Le dernier stade de la soif - Frederick Exley
Ce livre paru 1968 était inconnu en France jusqu’à ce que les éditions Monsieur Toussaint Louverture aient l’excellente idée de le faire traduire. Frédérick Exley nous y dévoile son « autobiographie fictive », une autobiographie en forme de cri de haine contre l’Amérique des années 50-60.
L’histoire de Fred Exley, c’est celle d’un gamin né dans une famille d’américains moyens et gavé pendant toute son enfance et son adolescence par les promesses illusoires du Grand Rêve Américain, qui assurait à chaque américain le bonheur sous la forme d’un paquet cadeau contenant une belle maison, une grande couvée de petits américains joufflus et une grosse voiture. Mais ce projet de vie, largement diffusé par la presse, la télé, le cinéma et les best-sellers, ne fait pas du tout tripper Exley. Il va quand même essayer, tout en faisant le nécessaire pour se planter.
Après des études universitaires chaotiques et une recherche d’emploi des plus cocasses, il finit par décrocher un job de rêve dans une grande compagnie de chemin de fer où il est chargé de rédiger le journal de l’entreprise.
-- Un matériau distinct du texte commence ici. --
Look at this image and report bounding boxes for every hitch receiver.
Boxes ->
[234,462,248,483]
Mais quand il rencontre enfin la femme de ses rêves, « blonde, dorée et élevée au grain », il est frappé d’impuissance. Ce premier échec sévère le plonge dans une profonde dépression alcoolisée qui signe le début d’une dégringolade psychique et sociale. Plus ses boulots deviennent minables, plus sa consommation d’alcool augmente, tout comme sa violence envers le monde.
Une chose aurait pu le sauver : le sport. Fils d’un champion local de football, Exley a longtemps rêvé de gloire sportive, avant d’accepter dans la douleur son manque de talent et de se résigner à n’être qu’un supporter. Il développe alors une passion quasi obsessionnelle pour l’équipe de football des NY Giants et pour son joueur vedette, Franck Gifford qui représente son double inversé, détenteur de la gloire, du talent et de la réussite. Mais cette passion ne le sauvera ni de l’alcoolisme ni de la folie, qui le conduisent à plusieurs reprises en hôpital psychiatrique. Malheureusement, la psychiatrie des années cinquante est encore très normative : tout être marginal, différent ou en mal d’intégration est considéré comme fou et soigné à coups d’électrochocs et de lobotomie. C’est finalement l’écriture qui sauvera Exley et donnera ce gros roman qui fut acclamé par la critique lors de sa parution.
Cri de rage d’un homme lucide qui lutte de toutes ses forces contre la dépression et l’alcoolisme, écrit d’une plume à la fois caustique, drôle et désespérée, ce roman dessine le portrait déjanté d’une génération fracassée par la tyrannie du sacro-saint rêve américain.
« C’était certainement ça, le rêve américain : ces joues toujours roses, ces yeux d’un bleu profond, ces larges sourires dépourvus de chaleur et ces regards sans gravité, incapables du moindre sentiment, des regards qui ne pouvaient même pas afficher un soupçon de perplexité. Mais ce n’était pas l’Amérique dont je rêvais. Je savais bien que mes prétentions intellectuelles et mes humeurs étaient irrémédiablement sombres, d’une noirceur teintée d’auto-apitoiement. Mais c’était mieux ainsi, car mieux valait vivre en martyr que de se vautrer dans la fange écervelée de ces mannequins en Technicolor.»
Traduit de l’américain par Philippe Aronson et Jérôme Schmidt
Monsieur Toussaint Louverture, 2011. – 446 p.